Und fällt es dir immer so leicht ins Gespräch zu kommen?
Es gelingt leider nicht immer so gut in Kontakt mit den Anrufenden zu kommen, wie es mir in diesem ersten Gespräch gelungen ist. Dies kann unterschiedlichste Gründe haben. Manchmal liegt es auch daran, dass man gerade zu Beginn als Telefonseelsorger selbst Bedenken hat, bestimmte Dinge anzusprechen, weil man sie für zu konfrontativ hält oder die Person nicht vor den Kopf stoßen möchte. Da nehme ich mir oft vor, selber mutiger zu werden und mich zu fragen, was denn schlimmstenfalls passieren kann. Meine Ausbilderin hat als erfahrene Seelsorgerin mal den Satz gesagt, Seelsorge heiße für sie Hinschauen und eben nicht Wegschauen. Und ich denke, das ist in einem kurzen Satz auch der Kern von Seelsorge. Das versuche ich mir bei meiner Arbeit am Telefon auch immer wieder bewusst zu machen. Das bedeutet aber auch viel Übung und sich selbst auszuprobieren. Und dieses Üben hört, glaube ich, als Seelsorger auch nie auf. Ggf. schafft man es, beim Anrufenden etwas auszulösen: einen neuen Gedanken, etwas, was in der Person arbeitet. Das ist aus meiner Sicht die Chance der Seelsorge.
Inwiefern bereichert die Arbeit dein Leben?
Ich finde dieses Ehrenamt eine unglaublich bereichernde Tätigkeit. Allein die Ausbildung bietet viele Möglichkeiten, sich selbst besser kennen- und verstehen zu lernen. Zu Beginn der Ausbildung hatte ich Bedenken, ob ich mich im erforderlichen Maße selber öffnen kann und empfand bestimmte Übungen eher als befremdlich.
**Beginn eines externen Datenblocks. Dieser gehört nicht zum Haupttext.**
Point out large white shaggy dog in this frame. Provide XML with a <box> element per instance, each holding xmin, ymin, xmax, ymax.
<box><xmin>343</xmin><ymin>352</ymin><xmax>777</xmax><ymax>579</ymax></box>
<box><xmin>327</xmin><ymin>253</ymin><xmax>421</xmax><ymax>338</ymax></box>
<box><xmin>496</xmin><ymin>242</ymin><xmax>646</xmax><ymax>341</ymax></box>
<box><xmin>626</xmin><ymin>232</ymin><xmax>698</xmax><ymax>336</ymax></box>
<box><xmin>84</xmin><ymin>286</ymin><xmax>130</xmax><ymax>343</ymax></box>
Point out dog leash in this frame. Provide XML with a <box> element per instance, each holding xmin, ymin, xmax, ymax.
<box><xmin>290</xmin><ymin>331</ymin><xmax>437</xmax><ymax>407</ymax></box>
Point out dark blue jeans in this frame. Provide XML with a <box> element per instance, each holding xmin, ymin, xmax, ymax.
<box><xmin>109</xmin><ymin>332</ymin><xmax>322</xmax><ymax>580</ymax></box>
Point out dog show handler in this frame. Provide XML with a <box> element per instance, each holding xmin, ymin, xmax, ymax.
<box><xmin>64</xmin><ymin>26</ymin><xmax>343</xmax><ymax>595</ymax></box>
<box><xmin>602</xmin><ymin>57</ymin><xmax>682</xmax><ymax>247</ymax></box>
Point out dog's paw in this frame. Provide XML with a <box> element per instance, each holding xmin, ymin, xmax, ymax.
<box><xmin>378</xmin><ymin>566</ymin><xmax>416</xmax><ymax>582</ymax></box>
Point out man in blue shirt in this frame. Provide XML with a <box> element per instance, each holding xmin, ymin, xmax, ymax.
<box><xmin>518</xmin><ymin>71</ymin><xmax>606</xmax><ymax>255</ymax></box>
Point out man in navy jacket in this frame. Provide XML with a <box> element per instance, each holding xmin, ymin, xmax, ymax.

Diese Ängste und Bedenken haben sich aber als unbegründet erwiesen. Wir sind in unserer Ausbildungsgruppe Menschen mit ganz verschiedenen Lebensläufen und Erfahrungen, mit völlig unterschiedlicher Sozialisation und Wertvorstellungen. Personen, wie sie verschiedener nicht sein können. Da ist es eine stärkende Erfahrung, dennoch Parallelen zu erkennen und zu sehen, dass alle mit Problemen und Krisen zu kämpfen haben und das eine zutiefst menschliche Erfahrung ist.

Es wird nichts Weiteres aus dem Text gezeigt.